Tuesday, October 15, 2019
In the United Kingdom, fewer and fewer wealthy families are utilizing trusts in their estate plants. According to Her Majesty's Revenue & Customs, there was a 6% drop in trusts that filed a tax return from 2017-18 compared to 2016-2017.
One of the primary reasons that families have stopped placing their assets in trusts is that in 2006, then chancellor Gordon Brown announced reforms to stop trusts “being used to shelter wealth from inheritance tax”. Trusts once upon a time were used for their privacy benefits, but as of 2017 there is now an online registry of Trusts in the UK. Mike Hodges, partner at accountancy firm Saffery Champness, admitted that, “A punitive tax regime and a host of draconian regulatory requirements [has created] a toxic combination which has compelled increasing numbers of people towards alternative options for asset protection.”

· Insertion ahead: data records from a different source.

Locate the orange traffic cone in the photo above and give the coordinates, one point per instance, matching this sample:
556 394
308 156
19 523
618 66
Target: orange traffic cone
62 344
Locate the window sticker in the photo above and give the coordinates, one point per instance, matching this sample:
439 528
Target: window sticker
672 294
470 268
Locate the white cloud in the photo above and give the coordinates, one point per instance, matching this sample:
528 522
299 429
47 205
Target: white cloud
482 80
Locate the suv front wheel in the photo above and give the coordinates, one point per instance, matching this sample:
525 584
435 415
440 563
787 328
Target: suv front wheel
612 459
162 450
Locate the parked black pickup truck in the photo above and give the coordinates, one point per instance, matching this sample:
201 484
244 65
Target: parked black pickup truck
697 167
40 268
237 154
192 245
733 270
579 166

And there could be more reforms and changes to trusts in the future. “Both major parties in the last general election pledged different reform measures aimed at improving transparency and with such measures inevitably comes greater uncertainty over the future of trusts and an increased reluctance for people to use them,” Hodges said.
See Emma Agyemang, Wealthy Families Continue to Ditch Trusts, Financial Times, September 26, 2019.
Special thanks to Joel C. Dobris (Professor of Law, UC Davis School of Law) for bringing this article to my attention.
Monday, October 14, 2019
Roger Colinvaux & Ray D. Madoff recently published an Article entitled, Charitable Tax Reform For the 21st Century, Tax Law: Tax Law & Policy eJournal (2019). Provided below is an abstract of the Article.
The article identifies two goals of the charitable giving tax incentives: promoting actual charitable work and fostering a strong culture of charitable giving with broad participation. The recent increase to the standard deduction and the rise of donor-advised funds compromise both goals. The article outlines reform proposals to bolster the charitable sector, including expanding the giving incentive to all taxpayers in the form of a credit (subject to a giving floor), allowing some tax benefits to DAF donors upon contribution but delaying the income tax deduction until DAF funds are released from advisory privileges, closing loopholes that enable foundations and donors to skirt long-standing legal requirement, and modifying incentives to foundations to foster more spending.
Sunday, October 13, 2019
Nigel Thwaites, of Norfolk, England, is a 52-old-man that is healthy and has not faced a recent medical emergency. But after viewing a video that shows what can occur to a body after CPR, he decided to preemptively tattoo DNR (do not resuscitate) on his chest.
Thwaites said that the video showed what can happen if someone does not perform CPR correctly, and "that the brain becomes starved of oxygen which causes a loss of faculties in that person." He also is a registered organ donor, has a living will, and his blood type is also tattooed on his shoulder. Because a DNR tattoo creates legal and ethical issues for doctors in both the US and UK, the fact that Thwaites also has a living will is important to his choice.
Honoring the tattoo alone without a witness signature and patient signature could cause a doctor to lose his medical license, or be sued by the patient’s family or estate.
See Alexandra Hein, Man gets ‘DNR’ Tattoo to Prevent Coming ‘Back as Vegetable’ in Case of Emergency, Fox News, October 11, 2019.